Romans 14

Introduction: Not every choice we make involves issues of right and wrong. Some choices we make involve matters of personal opinion. One of the challenges we face as Christians is being able to distinguish between doctrine and opinion. First century Christians faced the same challenge. In Romans 14 Paul addresses some of these matters.

I. Dietary Preferences and Special Days (14:1-12)

A. Paul identifies two classes of people in verse two: those who believe that they may eat anything they like and those who eat vegetables only, the latter being identified as “the weak person.”

1. The church is told to welcome the weak brother/sister, but not for the purpose of arguing over this matter of personal judgment (14:1).

2. The one who eats meat is not to despise the one who doesn’t, and the vegetarian is not to pass judgment on the one who eats meat (14:3).

3. We do not have the authority to pass judgment on the servant of another (14:4). God is the master of my brother, not me. We do not answer to each other for our decisions, but to God.

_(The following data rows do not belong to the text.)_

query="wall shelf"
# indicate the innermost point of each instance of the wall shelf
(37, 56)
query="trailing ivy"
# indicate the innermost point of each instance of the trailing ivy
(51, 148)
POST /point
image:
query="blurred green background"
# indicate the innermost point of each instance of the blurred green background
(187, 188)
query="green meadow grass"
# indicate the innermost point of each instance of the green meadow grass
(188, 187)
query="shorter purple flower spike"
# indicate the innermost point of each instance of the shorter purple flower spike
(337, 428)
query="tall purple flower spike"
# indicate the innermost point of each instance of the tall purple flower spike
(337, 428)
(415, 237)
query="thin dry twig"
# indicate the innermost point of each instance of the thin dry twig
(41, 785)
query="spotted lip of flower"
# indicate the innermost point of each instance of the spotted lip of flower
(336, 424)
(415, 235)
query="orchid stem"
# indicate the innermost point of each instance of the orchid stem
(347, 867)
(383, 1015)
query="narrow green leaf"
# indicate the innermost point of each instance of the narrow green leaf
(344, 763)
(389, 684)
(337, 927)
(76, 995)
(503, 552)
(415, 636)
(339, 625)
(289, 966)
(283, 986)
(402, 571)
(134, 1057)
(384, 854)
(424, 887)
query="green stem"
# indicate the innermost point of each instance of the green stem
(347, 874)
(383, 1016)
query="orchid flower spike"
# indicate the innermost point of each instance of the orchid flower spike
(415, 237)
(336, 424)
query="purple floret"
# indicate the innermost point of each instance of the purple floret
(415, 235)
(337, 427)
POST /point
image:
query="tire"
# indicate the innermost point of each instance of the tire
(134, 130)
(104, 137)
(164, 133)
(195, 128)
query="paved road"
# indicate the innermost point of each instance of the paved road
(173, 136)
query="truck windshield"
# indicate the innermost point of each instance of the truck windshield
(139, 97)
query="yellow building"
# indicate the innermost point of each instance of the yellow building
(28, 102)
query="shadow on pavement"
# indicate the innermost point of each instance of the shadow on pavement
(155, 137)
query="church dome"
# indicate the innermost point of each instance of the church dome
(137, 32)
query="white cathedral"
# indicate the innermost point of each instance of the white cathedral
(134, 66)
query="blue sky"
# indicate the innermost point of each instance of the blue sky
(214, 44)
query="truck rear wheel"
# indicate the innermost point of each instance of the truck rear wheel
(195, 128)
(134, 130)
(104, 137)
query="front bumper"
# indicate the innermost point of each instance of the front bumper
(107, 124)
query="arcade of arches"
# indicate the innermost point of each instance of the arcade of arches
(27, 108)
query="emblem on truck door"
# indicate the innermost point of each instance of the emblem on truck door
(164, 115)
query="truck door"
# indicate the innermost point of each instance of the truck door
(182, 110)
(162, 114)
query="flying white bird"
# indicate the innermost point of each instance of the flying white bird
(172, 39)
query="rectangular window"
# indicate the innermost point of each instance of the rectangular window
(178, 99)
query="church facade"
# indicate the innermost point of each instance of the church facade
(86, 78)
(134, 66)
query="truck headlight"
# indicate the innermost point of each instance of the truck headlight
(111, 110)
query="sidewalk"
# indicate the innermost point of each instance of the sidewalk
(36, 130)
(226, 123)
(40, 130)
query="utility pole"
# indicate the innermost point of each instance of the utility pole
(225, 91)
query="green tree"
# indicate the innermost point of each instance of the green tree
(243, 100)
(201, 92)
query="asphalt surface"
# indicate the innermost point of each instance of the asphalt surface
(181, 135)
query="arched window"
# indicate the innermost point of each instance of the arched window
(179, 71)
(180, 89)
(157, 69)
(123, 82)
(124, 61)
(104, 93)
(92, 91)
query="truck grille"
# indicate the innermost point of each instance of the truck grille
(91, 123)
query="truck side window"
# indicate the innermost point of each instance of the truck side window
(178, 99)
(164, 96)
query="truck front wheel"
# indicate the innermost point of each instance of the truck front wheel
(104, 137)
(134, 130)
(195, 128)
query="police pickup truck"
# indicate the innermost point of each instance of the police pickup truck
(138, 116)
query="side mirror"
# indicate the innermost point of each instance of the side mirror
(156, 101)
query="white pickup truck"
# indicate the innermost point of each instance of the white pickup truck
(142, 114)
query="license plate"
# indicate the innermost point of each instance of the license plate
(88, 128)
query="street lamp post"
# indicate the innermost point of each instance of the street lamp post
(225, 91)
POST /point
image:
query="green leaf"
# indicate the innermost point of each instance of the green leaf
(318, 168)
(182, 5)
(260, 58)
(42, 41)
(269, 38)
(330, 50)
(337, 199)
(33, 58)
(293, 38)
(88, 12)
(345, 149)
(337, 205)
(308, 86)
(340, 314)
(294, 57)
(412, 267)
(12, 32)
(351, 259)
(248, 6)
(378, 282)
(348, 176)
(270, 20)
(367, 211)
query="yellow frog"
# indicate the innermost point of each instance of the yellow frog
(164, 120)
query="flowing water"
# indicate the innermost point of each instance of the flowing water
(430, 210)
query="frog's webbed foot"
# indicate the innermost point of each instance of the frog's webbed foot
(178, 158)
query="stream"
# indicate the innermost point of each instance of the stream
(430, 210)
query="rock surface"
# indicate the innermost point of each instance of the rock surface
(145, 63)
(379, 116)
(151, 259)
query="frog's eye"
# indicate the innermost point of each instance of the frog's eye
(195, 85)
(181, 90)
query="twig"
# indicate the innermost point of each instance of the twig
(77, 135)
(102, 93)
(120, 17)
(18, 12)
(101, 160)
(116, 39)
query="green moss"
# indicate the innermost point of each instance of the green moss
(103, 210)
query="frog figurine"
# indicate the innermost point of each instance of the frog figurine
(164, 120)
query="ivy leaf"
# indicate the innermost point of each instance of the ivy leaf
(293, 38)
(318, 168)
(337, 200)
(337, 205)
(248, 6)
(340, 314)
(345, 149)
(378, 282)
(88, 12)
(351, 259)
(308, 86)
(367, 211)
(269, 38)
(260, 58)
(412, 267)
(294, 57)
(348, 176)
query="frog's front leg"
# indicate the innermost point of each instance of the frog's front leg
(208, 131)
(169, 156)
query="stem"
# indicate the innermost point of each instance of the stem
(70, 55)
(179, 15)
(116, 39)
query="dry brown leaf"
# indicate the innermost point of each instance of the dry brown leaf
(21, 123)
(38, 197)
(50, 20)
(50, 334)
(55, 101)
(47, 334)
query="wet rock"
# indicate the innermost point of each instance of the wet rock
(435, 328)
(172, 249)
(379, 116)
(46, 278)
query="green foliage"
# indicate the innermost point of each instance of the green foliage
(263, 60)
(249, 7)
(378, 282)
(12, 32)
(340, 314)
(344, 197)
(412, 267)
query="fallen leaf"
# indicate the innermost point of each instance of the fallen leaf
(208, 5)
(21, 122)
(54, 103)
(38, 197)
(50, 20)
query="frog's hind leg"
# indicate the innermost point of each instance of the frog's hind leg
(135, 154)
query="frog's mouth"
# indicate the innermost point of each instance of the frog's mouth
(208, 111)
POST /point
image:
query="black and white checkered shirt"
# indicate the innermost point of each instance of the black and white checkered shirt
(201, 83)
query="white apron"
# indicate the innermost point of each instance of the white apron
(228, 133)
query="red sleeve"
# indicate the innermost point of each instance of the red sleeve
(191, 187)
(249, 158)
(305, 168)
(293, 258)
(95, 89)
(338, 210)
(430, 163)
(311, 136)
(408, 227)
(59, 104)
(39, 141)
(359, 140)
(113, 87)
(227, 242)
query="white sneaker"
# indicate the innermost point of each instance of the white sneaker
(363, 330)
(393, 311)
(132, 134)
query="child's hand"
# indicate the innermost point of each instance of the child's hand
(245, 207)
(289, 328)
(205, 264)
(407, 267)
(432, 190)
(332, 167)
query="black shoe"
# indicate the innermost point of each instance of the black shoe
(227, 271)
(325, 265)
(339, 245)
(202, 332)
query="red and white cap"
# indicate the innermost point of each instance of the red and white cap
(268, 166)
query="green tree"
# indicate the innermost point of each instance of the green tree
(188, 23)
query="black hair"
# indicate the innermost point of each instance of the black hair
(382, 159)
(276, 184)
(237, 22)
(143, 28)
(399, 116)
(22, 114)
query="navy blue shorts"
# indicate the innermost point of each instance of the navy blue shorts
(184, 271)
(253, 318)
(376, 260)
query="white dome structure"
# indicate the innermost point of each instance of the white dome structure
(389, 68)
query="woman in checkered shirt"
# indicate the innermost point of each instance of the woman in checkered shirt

B. Another example of a matter of personal judgment is in the area of special days. “One person esteems one day as better than another, while another esteems all days alike” (14:5).

1. Whatever these days are, they are days that individual Christians are observing “in honor of the Lord.” The same is true for those who have dietary preferences (14:6).

2. The choices we make in life are not made in complete isolation. Our lives are lived for God and we belong to him, even in death (14:7-9).

C. Instead of passing judgments on each other over matters of opinion, we should focus on our own lives knowing that each person will give an account of himself to God (14:10-12).

II. Considering How Our Actions Affect Others (14:13-23)

A. Instead of passing judgment on each other over matters of personal opinion, Paul wants them to make sure that they are not putting hindrances and occasions of stumbling in the way of others (14:13).

B. Paul introduces in this section the role of the conscience and the importance of not violating it. In the case of eating meat, there is no law that prohibits eating meat. But if one cannot eat meat with a clear conscience, he should not eat (14:14).

C. Those who eat meat are to consider how that action might affect weaker Christians. If the meat-eater flaunts his right in front of weaker brothers, he is no longer walking in love and is offering the opportunity for something that is good to be spoken of as evil (14:15-16).

D. There are things far more important than eating and drinking. Righteousness, peace, and joy in the Holy Spirit are more important than what a person eats or drinks (14:17). Therefore, our desire should be to pursue things that promote peace, not conflict (14:18).

E. Paul restates the importance of not destroying a brother by causing him to stumble over a matter of opinion (14:20-21).

1. Remember: to make a brother “stumble” would involve that brother engaging in the action that he thinks is wrong.

2. Just because someone thinks that eating meat is wrong does not mean that everyone else must stop eating it. But if I use my influence to get someone to eat meat in violation of his conscience, then I’ve caused him to stumble.

F. With regard to these optional matters, we should not turn them into matters of argument and division. Happy are those who do not have to wrestle with their consciences over these things (14:22). But those who do should never violate their consciences (14:23).

Conclusion: It is not always easy to allow others to do things differently, even in matters of opinion. After all, I would not hold the opinions I hold if I did not think they were right. But in matters of individual judgment, we must allow each person to answer to his master, not to us.